Capital suggestion: Venezuela’s debt
From 2007 to 2014, China lent Venezuela a wholesome $63 billion. A decade ago, Venezuela’s Petroleos de Venezuela (PDVSA) – the Venezuelan state-owned oil and gas company – entered into an oil-for-loans deal with China’s state-run China National Petroleum Corporation (CNPC).
Under the agreement, Venezuela borrowed the amount from China and “agreed to pay back in crude and fuel deliveries to state-run Chinese firms”.
Lo and behold, in 2014, the decade-long oil boom ended. According to the Foreign Policy magazine, “With most lending agreed to when oil hovered at more than $100 a barrel, as it did for most of 2007-2014, it seemed a good deal for both sides. However, when oil dropped to close to $30 a barrel in January 2016, this caused Venezuela’s price tag for serving its debt to explode. To repay Beijing today, Venezuela must now ship two barrels of oil for every one it originally agreed to”.

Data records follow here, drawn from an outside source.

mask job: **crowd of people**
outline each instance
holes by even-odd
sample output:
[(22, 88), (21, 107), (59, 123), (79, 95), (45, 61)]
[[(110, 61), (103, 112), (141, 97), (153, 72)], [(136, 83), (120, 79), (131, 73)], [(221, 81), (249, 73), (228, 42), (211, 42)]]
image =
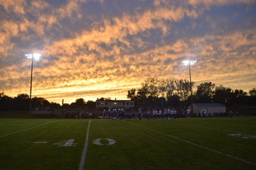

According to Reuters: “At the end of January 2017, [the] PDVSA was late on nearly 10 million barrels of refined products…with shipments delayed by as much as 10 months. It also failed to make timely deliveries of another 3.2 million barrels of crude shipments to CNPC”. The report added: “Because oil accounts for almost all of Venezuela’s export revenue, PDVSA’s crisis extends to a citizenry suffering through triple-digit inflation and food shortages reminiscent of the waning days of the Soviet Union”.
According to CNBC, the satellite business news television: “PDVSA clearly does not have enough oil or money to satisfy its many creditors. At this point, everybody is trying to collect pending debts from PDVSA by receiving cargoes. But production is not enough”.
Foreign Policy further opines: “Large-scale lending projects without a focus on their economic viability and the repayment capacity of the borrowers are hardly the soundest basis for financial diplomacy of the sort China is attempting to practice. At best, it will lead to mutual suspicions and tensions between lender and borrower. At worst, it will prove financially ruinous for countries burdened with debts they cannot repay in foreign currency they do not possess. With oil prices down, the country is unable even to repair rigs or pay workers to generate income, and the government now faces the prospect of a mass uprising. But Venezuela’s ruinous state has more to do with China than one might think”.
Kevin Daly, an emerging market debt specialist, told the Financial Times, “The backdrop suggests we are moving closer to a credit event. The [Venezuelan] government is becoming more dysfunctional, the protests are becoming more fevered and it does feel like there could be splits in the government and military”.
Ricardo Hausmann, Venezuela’s former planning minister and current Harvard University professor, has called Venezuela’s debt “hunger bonds”. He has alleged that the current government is “siphoning money away from food imports to meet interest and principal payments on country’s…external debt”.
According to Al Jazeera, “Venezuela’s capital, Caracas, has seen almost daily demonstrations in recent weeks, some of which have turned violent. The country is in the middle of a crippling economic crisis that has led to high food prices and a lack of basic goods”.
Lo and behold, “Venezuela’s bonds are [now] the highest-yielding of any emerging market security due to concerns about default”. Foreign Policy concludes that “Venezuela’s road to disaster is littered with Chinese cash”.
The writer is a columnist based in Islamabad.